Quando la speranza di essere finalmente un fondatore cominciava a germogliare di nuovo nel cuore dell’Allamano –dopo la nomina di Mons. Richelmy, suo amico, come vescovo di Torino– nel 1900 lui si ammalò a tal punto che tutti credettero che stesse per morire. Solo dopo quell'ultima prova riuscì a fondare l'Istituto dei Missionari della Consolata, di cui oggi siamo tanto orgogliosi. Senza accorgersene, però, erano già passati dieci anni. Ci vorranno altri dieci anni per concretizzare l'esistenza delle Suore Missionarie della Consolata.

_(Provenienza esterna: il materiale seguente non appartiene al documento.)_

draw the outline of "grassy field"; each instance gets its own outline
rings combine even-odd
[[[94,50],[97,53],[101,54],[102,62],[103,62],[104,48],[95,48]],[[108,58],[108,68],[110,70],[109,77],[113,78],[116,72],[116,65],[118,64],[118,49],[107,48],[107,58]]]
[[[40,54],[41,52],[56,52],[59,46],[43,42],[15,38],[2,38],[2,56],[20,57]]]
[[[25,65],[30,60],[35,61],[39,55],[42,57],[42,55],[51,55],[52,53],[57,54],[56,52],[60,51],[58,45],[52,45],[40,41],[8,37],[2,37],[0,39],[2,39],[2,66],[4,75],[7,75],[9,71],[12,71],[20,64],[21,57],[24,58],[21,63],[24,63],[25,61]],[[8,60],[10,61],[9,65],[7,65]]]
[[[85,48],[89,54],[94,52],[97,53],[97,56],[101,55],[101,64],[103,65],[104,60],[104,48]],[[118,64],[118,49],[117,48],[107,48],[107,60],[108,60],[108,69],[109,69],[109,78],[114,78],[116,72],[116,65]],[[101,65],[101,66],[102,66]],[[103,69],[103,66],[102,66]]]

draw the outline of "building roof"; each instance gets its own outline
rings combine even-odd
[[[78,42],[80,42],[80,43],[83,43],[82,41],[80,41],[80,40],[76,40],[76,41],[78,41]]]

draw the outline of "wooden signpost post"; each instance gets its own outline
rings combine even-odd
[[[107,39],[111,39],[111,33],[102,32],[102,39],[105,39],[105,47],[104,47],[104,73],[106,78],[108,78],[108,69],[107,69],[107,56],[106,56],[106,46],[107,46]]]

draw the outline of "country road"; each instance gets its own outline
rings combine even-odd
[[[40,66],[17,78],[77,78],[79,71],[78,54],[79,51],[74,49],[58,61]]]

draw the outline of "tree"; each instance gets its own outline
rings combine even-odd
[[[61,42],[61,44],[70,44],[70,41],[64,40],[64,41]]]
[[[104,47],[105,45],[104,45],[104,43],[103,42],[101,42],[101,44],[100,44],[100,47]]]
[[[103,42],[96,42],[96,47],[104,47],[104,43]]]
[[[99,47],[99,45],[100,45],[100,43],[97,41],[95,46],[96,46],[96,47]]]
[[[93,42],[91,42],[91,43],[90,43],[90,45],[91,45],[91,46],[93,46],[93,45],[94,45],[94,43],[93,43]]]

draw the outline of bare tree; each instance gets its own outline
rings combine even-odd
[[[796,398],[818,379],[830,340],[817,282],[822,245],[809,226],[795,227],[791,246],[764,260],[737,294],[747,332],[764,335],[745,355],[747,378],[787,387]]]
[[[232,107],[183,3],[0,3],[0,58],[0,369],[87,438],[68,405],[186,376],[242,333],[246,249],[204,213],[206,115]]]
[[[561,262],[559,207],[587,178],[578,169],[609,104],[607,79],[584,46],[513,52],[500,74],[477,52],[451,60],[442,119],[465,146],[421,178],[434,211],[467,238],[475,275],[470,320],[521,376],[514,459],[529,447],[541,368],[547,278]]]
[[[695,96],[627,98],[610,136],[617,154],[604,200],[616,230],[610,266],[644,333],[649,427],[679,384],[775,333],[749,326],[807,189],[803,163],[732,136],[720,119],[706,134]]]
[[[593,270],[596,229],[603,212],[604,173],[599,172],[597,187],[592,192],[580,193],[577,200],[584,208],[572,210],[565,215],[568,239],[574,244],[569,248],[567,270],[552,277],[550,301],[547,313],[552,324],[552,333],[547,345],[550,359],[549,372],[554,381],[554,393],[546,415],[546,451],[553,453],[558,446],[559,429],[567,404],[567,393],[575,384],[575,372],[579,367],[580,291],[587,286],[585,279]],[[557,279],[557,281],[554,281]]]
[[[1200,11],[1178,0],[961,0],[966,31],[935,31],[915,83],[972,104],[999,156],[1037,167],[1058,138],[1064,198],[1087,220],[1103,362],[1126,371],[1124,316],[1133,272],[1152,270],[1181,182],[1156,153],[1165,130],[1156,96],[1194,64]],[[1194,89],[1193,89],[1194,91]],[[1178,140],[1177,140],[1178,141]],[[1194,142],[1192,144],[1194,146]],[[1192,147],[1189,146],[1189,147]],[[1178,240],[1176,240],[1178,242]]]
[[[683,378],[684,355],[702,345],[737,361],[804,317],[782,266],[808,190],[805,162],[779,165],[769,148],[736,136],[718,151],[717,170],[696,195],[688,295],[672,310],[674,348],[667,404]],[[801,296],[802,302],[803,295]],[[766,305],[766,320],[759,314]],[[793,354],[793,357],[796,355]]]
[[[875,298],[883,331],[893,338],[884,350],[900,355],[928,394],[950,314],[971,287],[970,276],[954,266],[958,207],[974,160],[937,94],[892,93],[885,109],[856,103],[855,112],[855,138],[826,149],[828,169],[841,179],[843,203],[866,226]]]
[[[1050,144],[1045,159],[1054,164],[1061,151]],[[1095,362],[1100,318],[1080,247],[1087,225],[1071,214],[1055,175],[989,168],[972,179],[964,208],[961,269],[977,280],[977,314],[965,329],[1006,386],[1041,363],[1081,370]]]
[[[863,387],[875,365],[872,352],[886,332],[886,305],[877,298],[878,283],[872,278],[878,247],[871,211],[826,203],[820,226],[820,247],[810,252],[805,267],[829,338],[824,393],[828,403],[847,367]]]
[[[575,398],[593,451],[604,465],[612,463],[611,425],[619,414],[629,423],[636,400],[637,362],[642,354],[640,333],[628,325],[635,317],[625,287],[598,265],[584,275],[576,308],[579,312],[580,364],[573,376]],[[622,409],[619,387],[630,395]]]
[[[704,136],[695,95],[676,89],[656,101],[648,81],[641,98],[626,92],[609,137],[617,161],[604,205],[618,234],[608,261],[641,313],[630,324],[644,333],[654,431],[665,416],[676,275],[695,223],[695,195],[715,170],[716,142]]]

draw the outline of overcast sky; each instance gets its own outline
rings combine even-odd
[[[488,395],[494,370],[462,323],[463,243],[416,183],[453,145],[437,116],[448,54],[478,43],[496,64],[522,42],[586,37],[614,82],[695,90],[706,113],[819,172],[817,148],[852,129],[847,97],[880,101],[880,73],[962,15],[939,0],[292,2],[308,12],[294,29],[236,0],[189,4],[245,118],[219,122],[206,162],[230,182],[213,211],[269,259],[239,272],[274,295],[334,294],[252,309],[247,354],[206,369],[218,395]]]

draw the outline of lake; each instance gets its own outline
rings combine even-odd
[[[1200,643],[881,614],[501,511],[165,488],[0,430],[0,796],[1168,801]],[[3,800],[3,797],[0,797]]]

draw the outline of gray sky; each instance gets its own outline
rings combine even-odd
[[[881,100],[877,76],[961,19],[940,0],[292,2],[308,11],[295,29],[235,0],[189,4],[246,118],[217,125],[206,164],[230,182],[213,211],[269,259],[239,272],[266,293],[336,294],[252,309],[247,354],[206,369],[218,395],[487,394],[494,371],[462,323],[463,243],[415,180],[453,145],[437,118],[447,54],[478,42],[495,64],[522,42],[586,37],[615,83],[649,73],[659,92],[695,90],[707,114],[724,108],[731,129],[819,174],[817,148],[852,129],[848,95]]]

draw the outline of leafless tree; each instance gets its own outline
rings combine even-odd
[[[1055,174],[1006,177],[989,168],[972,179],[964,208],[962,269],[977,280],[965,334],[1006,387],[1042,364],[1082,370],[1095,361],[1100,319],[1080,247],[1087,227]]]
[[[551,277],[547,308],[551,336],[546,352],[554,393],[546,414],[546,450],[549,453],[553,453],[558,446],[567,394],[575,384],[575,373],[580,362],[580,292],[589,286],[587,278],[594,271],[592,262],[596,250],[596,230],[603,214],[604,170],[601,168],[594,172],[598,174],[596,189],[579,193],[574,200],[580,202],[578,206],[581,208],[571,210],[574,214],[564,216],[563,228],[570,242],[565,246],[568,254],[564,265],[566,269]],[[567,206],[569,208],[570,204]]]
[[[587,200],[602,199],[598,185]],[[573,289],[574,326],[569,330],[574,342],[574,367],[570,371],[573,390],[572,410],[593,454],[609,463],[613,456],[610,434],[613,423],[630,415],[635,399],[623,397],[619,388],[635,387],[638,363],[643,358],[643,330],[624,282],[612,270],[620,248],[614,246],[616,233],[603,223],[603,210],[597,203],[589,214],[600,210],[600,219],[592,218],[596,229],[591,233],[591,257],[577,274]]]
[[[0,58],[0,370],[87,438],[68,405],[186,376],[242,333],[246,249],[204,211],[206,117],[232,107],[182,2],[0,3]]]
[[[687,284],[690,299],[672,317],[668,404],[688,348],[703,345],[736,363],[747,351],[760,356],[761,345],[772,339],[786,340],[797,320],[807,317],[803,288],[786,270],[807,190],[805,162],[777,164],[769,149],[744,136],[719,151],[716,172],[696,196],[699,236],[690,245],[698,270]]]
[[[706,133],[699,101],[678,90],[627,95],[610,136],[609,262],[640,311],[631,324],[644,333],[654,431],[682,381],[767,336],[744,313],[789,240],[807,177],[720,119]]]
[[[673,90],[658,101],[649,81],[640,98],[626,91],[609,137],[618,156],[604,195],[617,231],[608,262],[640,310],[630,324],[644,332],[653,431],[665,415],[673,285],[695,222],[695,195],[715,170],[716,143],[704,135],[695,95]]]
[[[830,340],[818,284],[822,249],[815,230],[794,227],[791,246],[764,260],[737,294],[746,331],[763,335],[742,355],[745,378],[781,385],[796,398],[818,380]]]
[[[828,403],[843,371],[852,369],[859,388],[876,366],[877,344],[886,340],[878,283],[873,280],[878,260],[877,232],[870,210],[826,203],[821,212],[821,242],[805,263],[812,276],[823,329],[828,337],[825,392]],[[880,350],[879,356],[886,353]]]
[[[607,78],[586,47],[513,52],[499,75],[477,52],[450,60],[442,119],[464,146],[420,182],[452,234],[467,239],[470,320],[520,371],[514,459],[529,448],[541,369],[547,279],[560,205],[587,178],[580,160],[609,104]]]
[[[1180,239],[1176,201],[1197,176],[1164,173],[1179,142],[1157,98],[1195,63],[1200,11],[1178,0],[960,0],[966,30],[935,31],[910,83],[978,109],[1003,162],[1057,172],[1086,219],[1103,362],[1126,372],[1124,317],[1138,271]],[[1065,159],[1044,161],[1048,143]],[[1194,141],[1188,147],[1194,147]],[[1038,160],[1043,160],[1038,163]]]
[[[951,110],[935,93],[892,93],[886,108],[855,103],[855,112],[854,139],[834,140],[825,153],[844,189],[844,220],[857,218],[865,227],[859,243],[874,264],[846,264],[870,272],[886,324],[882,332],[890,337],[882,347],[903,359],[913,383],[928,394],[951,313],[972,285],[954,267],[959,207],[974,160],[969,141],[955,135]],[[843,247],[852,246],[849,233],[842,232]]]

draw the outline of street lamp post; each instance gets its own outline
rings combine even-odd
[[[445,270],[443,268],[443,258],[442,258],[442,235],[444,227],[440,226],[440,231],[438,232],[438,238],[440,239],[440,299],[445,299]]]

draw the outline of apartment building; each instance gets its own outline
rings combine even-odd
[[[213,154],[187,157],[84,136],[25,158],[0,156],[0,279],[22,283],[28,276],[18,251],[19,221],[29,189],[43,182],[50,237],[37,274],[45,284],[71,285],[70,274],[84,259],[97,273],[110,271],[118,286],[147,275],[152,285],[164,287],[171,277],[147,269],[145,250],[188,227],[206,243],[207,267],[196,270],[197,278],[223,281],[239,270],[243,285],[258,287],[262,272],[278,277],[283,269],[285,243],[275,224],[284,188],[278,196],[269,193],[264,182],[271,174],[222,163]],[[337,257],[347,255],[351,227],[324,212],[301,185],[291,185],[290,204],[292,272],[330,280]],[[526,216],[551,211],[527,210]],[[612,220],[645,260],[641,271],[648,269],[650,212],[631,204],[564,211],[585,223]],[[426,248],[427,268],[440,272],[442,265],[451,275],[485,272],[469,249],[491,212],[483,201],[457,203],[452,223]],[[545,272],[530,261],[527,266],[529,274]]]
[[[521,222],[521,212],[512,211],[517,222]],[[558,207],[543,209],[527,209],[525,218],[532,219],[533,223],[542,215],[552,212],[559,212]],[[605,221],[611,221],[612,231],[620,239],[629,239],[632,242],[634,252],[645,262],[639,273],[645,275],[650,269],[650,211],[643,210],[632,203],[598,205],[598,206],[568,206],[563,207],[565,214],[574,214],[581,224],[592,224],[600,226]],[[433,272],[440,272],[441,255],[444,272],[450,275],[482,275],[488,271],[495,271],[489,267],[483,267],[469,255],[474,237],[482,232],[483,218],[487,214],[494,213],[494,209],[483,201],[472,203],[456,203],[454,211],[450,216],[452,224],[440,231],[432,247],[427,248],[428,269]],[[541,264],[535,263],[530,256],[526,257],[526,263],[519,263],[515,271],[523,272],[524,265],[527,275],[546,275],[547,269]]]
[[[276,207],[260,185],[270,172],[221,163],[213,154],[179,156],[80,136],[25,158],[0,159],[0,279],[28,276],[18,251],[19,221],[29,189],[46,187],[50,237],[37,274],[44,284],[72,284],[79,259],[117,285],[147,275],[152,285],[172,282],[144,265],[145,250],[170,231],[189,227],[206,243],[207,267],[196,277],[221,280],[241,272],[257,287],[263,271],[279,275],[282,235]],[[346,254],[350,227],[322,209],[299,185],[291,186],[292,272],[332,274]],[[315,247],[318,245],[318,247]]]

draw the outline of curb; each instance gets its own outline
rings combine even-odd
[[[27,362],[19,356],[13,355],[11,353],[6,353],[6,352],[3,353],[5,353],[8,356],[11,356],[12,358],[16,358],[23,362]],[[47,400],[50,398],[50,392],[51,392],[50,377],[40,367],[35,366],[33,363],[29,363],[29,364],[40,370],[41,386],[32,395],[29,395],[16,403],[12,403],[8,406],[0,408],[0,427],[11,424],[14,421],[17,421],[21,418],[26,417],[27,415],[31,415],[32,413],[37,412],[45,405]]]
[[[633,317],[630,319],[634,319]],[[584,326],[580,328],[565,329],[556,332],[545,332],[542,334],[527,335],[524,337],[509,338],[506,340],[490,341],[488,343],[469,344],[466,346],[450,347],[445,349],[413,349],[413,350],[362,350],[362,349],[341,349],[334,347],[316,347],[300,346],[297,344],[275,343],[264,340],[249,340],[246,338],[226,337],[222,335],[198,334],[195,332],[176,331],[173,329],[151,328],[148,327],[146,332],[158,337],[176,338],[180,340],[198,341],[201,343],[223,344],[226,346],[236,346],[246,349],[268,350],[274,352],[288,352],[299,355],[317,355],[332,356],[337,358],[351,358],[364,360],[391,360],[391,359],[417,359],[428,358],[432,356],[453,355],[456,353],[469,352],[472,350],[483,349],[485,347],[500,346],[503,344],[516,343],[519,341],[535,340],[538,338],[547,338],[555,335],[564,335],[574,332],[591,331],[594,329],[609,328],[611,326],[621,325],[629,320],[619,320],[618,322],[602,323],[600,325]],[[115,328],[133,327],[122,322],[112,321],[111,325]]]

Fondato l'Istituto missionario, l’Allamano dovette pazientemente plasmarlo da Torino, poiché la sua salute non gli permetteva di recarsi in Africa. Questa divenne una lezione di pazienza con sé stesso perché doveva organizzare le cose dal suo piccolo ufficio nel Santuario della Consolata: animare i benefattori che condividevano il suo sogno e incoraggiare i missionari in Africa divennero i suoi doveri quotidiani verso l'Istituto. L’impegno di far crescere il giovane Istituto richiedeva pazienza e fede e quando nel 1926 Giuseppe Allamano lasciò il mondo per andare in cielo il Signore gli aveva mostrato i frutti di quella sua pazienza: l'Istituto, che era cominciato con quattro persone che erano partite per l’Africa, era ormai una famiglia missionaria e religiosa riconosciuta nella Chiesa e le Suore della Consolata avevano da tempo sostituito le Suore del Cottolengo che avevano inizialmente accompagnato i Missionari della Consolata.
Certo della sua santità, le due Istituti da lui fondati hanno avviato la sua causa di beatificazione nel 1944 e il processo informativo, durato sette anni, si concluse nel 1951. Poi, per qualche motivo, il processo apostolico non iniziò immediatamente e si dovette aspettare fino al 1955 e furono necessari ben 35 anni per concluderlo, nel 1990, con la sua beatificazione.
Come dice il proverbio, “tutto arriva al momento giusto” e purtroppo non siamo noi a decidere quando è il momento giusto. Lo stesso successe dopo la sua beatificazione: sono stati necessari altri 29 anni prima di poter avviare il processo di canonizzazione. Oggi, dopo altri cinque anni, siamo arrivati al coronamento di quella che è stata una grande lezione di pazienza: il prossimo 20 ottobre il Beato Giuseppe Allamano sarà santo.
Attraverso la preghiera e l'intercessione del nostro Fondatore, anche noi possiamo diventare persone pazienti, tolleranti e indulgenti. Amen.
* Padre Jonah M. Makau, IMC, frequenta il corso in Cause dei Santi, a Roma.